Ansagen der Gewerkschaften:Die Schule der Lokführer

Bei der GDL ist die Marschroute offenbar nicht ganz klar. Auch eine andere Gewerkschaft hat Erwartungen geweckt, die sie nicht einlösen konnte. Die nächsten Streiks sind eine Frage der Zeit.

Detlef Esslinger

Ziemlich verbreitet ist derzeit die Meinung, dass die Lokführer unsolidarisch sind.
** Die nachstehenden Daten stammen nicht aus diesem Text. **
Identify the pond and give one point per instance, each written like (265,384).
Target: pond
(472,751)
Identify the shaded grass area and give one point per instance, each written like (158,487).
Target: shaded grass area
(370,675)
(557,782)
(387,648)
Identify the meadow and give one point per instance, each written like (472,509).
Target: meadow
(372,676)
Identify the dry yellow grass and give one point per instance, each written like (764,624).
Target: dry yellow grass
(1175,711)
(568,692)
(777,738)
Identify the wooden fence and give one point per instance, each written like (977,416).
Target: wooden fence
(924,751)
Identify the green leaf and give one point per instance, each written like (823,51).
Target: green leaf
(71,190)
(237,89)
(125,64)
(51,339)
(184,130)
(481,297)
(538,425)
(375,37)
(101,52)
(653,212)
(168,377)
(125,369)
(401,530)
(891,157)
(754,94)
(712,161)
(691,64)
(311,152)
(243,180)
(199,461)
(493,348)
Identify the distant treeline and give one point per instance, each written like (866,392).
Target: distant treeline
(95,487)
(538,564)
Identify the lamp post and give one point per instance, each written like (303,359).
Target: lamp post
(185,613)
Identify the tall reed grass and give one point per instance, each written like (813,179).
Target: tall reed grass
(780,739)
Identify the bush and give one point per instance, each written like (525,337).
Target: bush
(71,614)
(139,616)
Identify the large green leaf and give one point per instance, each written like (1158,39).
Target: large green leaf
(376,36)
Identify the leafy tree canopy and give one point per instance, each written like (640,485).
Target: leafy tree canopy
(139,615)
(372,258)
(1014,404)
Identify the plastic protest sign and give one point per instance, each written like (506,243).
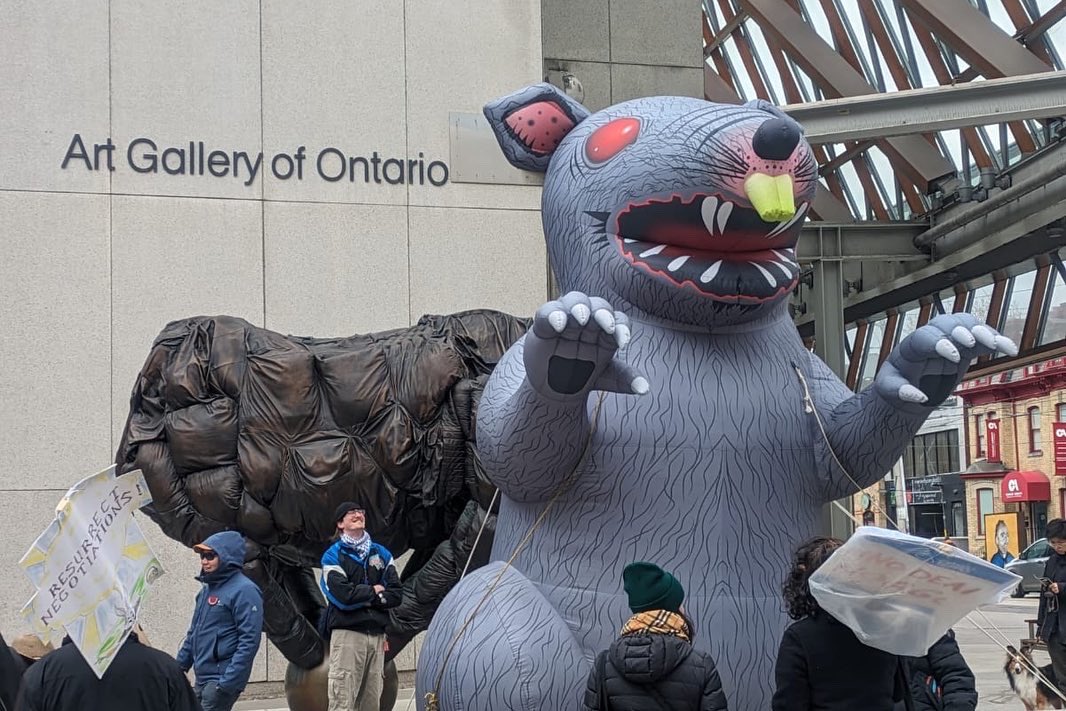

Dass hier eine Berufsgruppe von 26.000 Mann ihre Macht missbraucht und das halbe Land lahmlegt, nur um noch ein paar Euro mehr herauszuschlagen als all die anderen Beschäftigten bei der Eisenbahn.

Streik der Lokfuehrer

Nicht nur die Lokführer haben in den vergangenen Tagen gestreikt, auch die Lehrer gingen auf die Straße.

(Foto: dapd)

Richtig daran ist, dass die GDL, ihre Gewerkschaft, derzeit nicht den Eindruck erweckt, übertrieben großen Wert auf Verhandlungen zu legen. Sie probiert einfach mal aus, was sich erzwingen lässt. Zur Wahrheit gehört aber auch, warum es so gekommen ist: Weil die große Bahngewerkschaft - früher Transnet, heute Eisenbahn- und Verkehrsgewerkschaft - die Interessen dieser Berufsgruppe jahrelang vernachlässigte.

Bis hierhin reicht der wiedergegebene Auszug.